Actually, it's a problem for any AV solution currently performing HTTP/HTTPS scanning. See this posting/thread on the subject: https://forum.eset.com/topic/38340-web-access-protection-and-encrypted-client-hello-ech/?do=findComment&comment=173774 . Appears the only security solution that performs HTTP/HTTPS scanning that has figured out how not to bust ECH tunneling is AdGuard and only if using their DNS servers.

-EDIT- "To add to this mystery" the Cloudflare test web site: https://www.cloudflare.com/ssl/encrypted-sni/ is excluded from Eset HTTP/HTTPS scanning which can be verified by mouse clicking on the web site page lock symbol and noting that Eset's root cert. is not shown. However if Eset SSL/TLS scanning is disabled, then the Secure SNI test passes. One possibility is Clouldfare is redirecting to this web site: https://crypto.cloudflare.com/cdn-cgi/trace/ to perform the Secure SNI test. This web site is scanned using Eset SSL/TLS processing.

Edited December 7, 2023 by itman

[czesetfan 29]

When will the products be automatically renamed, e.g. "Internet Security" to "Home Security Essential" in the main GUI window?

Depending on the length of the license, the "old" names could still be in the products for years. 

[dh27564 0]

I would like to suggest ESET provide the ability to wake the computer from sleep to conduct a scheduled scan.  An in-depth scan on my machine takes 8+ hours and I would prefer to run it overnight when the computer is not being used and in sleep mode.

[Damjan 11]

Where is topic for EIS and ESSP?

[Damjan 11]

I hope that "ad-blocker" will be added in future versions of ESET. That would be good for the rebels.

[John Dow 5]

Just a minimalistic request for NOD32 Antivirus.

When you hover on the tray icon make visible the virus database version and the corresponding date (like it was in old ESET NOD32 v. 8.0)

Edited February 4 by John Dow

[Glitch 3]

When setting the software to NOT do product updates  don't force to do those updates it is annoying and wrecked our test setups and will wreck production.  

[Marcos 5,259]

26 minutes ago, Glitch said:

When setting the software to NOT do product updates  don't force to do those updates it is annoying and wrecked our test setups and will wreck production.  
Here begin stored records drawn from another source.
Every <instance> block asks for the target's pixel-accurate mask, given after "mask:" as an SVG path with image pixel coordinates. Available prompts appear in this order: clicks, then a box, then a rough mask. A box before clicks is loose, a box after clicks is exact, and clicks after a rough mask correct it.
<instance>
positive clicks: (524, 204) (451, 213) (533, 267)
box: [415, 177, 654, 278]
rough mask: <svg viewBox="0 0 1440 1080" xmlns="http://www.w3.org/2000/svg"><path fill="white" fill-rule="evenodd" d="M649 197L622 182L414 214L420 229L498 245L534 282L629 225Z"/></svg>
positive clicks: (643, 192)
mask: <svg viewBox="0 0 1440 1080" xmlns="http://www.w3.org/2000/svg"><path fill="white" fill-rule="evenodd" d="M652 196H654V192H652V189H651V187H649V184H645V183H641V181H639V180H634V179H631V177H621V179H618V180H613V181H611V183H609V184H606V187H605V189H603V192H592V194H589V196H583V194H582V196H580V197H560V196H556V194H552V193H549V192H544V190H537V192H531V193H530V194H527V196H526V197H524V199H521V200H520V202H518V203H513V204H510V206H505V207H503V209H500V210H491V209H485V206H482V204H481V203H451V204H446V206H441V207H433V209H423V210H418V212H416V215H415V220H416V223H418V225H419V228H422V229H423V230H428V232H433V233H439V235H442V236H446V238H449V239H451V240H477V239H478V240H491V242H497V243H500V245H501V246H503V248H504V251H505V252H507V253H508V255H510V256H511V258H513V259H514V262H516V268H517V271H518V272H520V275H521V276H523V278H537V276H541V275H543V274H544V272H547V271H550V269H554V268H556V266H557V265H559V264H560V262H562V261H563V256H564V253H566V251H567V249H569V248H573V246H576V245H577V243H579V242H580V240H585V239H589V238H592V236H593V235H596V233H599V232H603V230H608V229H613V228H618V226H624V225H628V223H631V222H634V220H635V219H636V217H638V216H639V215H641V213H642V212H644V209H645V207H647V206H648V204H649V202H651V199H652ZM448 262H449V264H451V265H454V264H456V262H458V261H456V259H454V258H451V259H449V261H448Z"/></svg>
It is possible to disable application feature updates in the advanced setup. This won't work for security and stability updates as well as when the product goes EOL and there's a risk that module updates for your product version will be terminated which would expose your computer at risk.

[Glitch 3]

8 minutes ago, Marcos said:

It is possible to disable application feature updates in the advanced setup. This won't work for security and stability updates as well as when the product goes EOL and there's a risk that module updates for your product version will be terminated which would expose your computer at risk.

Exactly off is off and not force it. For example the update of windows server 2012 for example if you forced that it would have wrecked our environment. ESET should learn to in some cases those updates should not be allowed and that is why customers turn it off. Now it is like it is off but when we think it should be on it will be on.